I am also a co-chair of the Diversity, equity and Integrity Committee in IAEA FSS, and this can also be a good way of collaborating with the community, if anybody is interested in.

Speaker 1:

Absolutely, and there's also the subgroup for emerging young researchers, which I would also highly encourage young researchers to join. Collaboration through IAEA FSS is also very valuable. Thank you for this plug in. I appreciate it a lot, nives, it was a huge pleasure to have you in the podcast. Very interesting thing to try and take knowledge from the South and interpret in the North. Because of how the world is shifting and I assume this is only going to grow the amount of researchers researching this topic, the amount of problems, unfortunately, that we have, the amount of research that's going to be needed. So a very interesting direction for high safety engineering. I wonder if we could foreseeing this. 20 or 30 years ago I don't think we could, but today I foresee that it's going to be on the road in the future. Fantastic to have leaders like you working on this already, and all the best for your future.

Speaker 2:

Thank you and thanks for the invitation. It was a pleasure to be here. Maybe we can repeat this in five or 10 years and see what the situation is.

Speaker 1:

I'm booking already for the. I know it's hard to book you, so I'm booking already. At the end of the extreme wildfire cost action, we need to do a repeat. Put it in your calendar 2020. Put me somewhere in 2026. Thank you, nives, and that's it. Thank you for listening.
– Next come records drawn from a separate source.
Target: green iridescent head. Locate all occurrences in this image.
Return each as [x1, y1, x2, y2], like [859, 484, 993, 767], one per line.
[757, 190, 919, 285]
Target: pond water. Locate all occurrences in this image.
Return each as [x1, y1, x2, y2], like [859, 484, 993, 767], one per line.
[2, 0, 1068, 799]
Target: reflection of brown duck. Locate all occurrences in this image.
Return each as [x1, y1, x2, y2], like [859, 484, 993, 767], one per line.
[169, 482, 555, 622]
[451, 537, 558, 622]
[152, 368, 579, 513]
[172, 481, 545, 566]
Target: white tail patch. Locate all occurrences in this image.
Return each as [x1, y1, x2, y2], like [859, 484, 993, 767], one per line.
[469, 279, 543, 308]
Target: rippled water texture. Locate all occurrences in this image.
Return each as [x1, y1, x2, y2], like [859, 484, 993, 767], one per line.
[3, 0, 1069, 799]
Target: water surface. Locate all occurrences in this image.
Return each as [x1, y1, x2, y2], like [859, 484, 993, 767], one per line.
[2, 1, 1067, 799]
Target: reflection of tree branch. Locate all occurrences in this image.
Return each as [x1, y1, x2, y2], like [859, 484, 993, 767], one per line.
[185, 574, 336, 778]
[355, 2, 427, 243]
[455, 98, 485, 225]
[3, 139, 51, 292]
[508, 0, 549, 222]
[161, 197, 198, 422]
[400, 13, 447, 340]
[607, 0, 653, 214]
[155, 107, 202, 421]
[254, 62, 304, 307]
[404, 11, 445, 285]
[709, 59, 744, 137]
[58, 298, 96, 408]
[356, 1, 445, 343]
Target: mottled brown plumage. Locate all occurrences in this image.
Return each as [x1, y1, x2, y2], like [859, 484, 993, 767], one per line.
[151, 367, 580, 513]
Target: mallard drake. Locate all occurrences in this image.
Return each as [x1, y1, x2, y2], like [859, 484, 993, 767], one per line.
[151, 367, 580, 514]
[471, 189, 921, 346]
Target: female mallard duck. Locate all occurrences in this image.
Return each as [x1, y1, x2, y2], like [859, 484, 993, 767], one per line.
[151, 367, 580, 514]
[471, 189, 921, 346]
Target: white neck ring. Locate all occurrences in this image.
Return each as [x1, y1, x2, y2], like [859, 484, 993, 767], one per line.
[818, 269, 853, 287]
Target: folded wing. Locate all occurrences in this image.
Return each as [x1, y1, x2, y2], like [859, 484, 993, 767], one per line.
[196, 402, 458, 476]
It seems I have summarized it already during the end of the conversation with Nives, so I'm not going to summarize with the same words once again. This is it An interesting direction for fire safety engineering, something we should be more aware of, something that will influence our profession in short time I think shorter than longer and something we need to think about more. Also, the transposition of knowledge from South to North, because this is as I thought. It's not just about showing pictures of burning mountains and town people. How you prevent that. It's a social, cultural challenge that we need to find a solution for and I'm most thankful to Nives for sharing this with me. Thank you for listening to this episode. You may have noticed the sound quality is a little different than usual in the fire science show. This is because I was recording this from my backup fire science show vehicle. I've lost my internet connection in the place where I was supposed to record. I had to quickly figure something out. I've literally recorded this episode at a supermarket parking. I was not kicked out of it for recording a podcast episode about fire. That's great, but unfortunately the quality is not as in my beautiful fire science studio closet, which I use right now to record this short message to you. Anyway, thank you for enduring with the quality and I hope it was not deteriorating your podcast listening experience and in future episodes we're back to good old fire science show studios quality. Thank you very much for being here with me and I am looking forward to host you here once again next Wednesday. See you there. Bye, this was the fire science show. Thank you for listening and see you soon.